0D boron carbon nitride quantum dots decorated 2D Bi4O5I2 as 0D/2D efficient visible-light-driven photocatalysts for tetracyclines photodegradation

A series of 0D boron carbon nitride quantum dots (BCNQDs) modified 2D Bi4O5I2 (0D/2D Bi4O5I2/BCNQDs) composites were synthesized and applied to photodegradation of tetracyclines (TCs), including tetracycline (TC) and oxytetracycline (OTC). The Bi4O5I2/BCNQDs (1) (1 mL BCNQDs) composite exhibits the highest photo catalytic performance for TCs degradation. The degradation rate constants of TC and OTC by the optimal sample were 4.95 and 2.17 times that of Bi4O5I2, respectively.
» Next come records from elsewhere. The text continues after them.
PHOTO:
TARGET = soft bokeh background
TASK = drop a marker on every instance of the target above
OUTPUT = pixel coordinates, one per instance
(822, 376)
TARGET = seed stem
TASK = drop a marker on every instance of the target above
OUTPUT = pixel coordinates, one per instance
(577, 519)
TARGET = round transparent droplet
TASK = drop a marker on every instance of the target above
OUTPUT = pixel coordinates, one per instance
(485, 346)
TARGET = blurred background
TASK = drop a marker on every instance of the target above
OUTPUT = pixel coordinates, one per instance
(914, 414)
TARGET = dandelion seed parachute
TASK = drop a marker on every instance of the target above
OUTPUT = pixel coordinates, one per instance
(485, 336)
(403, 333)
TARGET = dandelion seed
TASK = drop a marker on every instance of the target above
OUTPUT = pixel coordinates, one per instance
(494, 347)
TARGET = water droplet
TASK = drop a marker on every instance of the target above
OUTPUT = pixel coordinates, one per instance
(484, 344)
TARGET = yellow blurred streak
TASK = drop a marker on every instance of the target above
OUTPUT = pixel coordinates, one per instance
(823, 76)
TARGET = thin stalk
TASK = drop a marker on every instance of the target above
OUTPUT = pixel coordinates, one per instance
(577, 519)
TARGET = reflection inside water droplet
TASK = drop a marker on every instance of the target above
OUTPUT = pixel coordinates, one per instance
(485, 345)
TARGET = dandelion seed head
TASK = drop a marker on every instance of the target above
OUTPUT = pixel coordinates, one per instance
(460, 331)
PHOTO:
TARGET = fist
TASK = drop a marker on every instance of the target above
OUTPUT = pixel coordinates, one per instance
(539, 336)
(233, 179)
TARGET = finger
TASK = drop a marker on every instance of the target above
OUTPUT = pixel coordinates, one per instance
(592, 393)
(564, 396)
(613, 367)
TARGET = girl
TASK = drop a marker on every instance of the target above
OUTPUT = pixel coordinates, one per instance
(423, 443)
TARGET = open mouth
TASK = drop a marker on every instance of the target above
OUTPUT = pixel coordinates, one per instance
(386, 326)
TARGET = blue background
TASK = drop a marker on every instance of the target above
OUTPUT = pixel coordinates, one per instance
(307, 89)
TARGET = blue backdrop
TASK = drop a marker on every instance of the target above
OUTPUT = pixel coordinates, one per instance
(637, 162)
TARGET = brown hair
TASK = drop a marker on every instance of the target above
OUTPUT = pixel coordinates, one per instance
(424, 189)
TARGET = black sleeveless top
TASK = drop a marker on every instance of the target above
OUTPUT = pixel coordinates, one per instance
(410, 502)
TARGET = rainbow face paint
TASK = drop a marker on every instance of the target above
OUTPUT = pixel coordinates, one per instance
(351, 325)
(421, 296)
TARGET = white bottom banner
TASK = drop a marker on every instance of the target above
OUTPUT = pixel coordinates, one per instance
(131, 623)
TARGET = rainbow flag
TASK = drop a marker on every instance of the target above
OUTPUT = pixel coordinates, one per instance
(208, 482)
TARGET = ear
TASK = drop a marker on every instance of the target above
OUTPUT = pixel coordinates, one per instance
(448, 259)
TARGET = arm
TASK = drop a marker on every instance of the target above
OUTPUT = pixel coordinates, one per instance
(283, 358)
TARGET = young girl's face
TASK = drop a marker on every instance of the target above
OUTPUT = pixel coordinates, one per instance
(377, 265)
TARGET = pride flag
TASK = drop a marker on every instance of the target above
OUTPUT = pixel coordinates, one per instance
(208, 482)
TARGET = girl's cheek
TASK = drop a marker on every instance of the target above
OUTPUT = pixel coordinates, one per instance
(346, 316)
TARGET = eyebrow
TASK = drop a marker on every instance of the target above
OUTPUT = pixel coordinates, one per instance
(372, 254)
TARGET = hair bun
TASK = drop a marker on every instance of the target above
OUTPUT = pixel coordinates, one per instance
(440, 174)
This can be attributed to the fact that the narrow bandgap Bi4O5I2 is the electron acceptor, and the oxygen-containing functional group with the negative charge on BCNQDs can promote the formation of photoexcited holes, which makes the effective separation of photoexcited carriers easier. Furthermore, the active substance (h(+) and .O2-) is the major active substance for TCs photo degradation. On this basis, the possible photocatalytic reaction mechanism of Bi4O5I2/BCNQDs (1) composite is proposed. This study provides a new idea for 0D/2D interface engineering of BCNQDs heterojunction.

Automated summary

In this study, a series of 0D boron carbon nitride quantum dots (BCNQDs) modified 2D Bi4O5I2 (0D/2D Bi4O5I2/BCNQDs) composites were synthesized and applied to photodegradation of tetracyclines (TCs), including tetracycline (TC) and oxytetracycline (OTC). The optimal composite Bi4O5I2/BCNQDs (1 mL BCNQDs) exhibited the highest photocatalytic performance, with degradation rate constants for TC and OTC being 4.95 and 2.17 times higher than that of Bi4O5I2, respectively. This can be attributed to the narrow bandgap property of Bi4O5I2 as an electron acceptor, and the oxygen-containing functional group with negative charge on BCNQDs promoting the formation of photoexcited holes for effective carrier separation.